Stuffed Crown Roast of Frankfurters

A crown roast of wieners is an ideal solution for guest problems when the budget is low.


Honestly - I'm going to believe your guest problem and any drain on your budget because of said guests will be solved for quite a while with this recipe! 

What a mighty name for hotdogs and sauerkraut!

That being said, I vow to make this gem, but with one of the optional choices, I don't want to waste my food budget $ on sauerkraut that I won't eat. I've even put it in the calendar.

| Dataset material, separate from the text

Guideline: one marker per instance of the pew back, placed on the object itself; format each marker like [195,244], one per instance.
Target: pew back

The picture looks like there may be bacon wrapped around the outside, but the recipe doesn't mention it at all.  I'll do the bacon, because this is special - It's a stuffed crown roast!

Has anyone made this?....Anyone?

Stuffed Crown Roast of Frankfurters
Culinary Arts Institute Encyclopedic Cookbook 1950 (pg 387)

INGREDIENTS
  • 20 Frankfurters
  • 2 cups cooked Sauerkraut
DIRECTIONS
  1. Arrange frankfurters side by side, with curved side up.
  2. Using large needle and string, sew through all the frankfurters 1/2 inch from the bottom and 1/2 inch from the top.
  3. Tie ends of the top string together, bringing first and last frankfurter of the row together.
  4. Repeat with bottom row.
  5. Stand frankfurters on end to form a crown. (Concave side should be out)
  6. Fill center of crown with sauerkraut.
  7. Bake filled crown in moderate oven (375 F) about 20 minutes. 
Serves 10

Fill crown with stuffing, creamed cabbage, creamed cauliflower or Potato Balls instead of sauerkraut.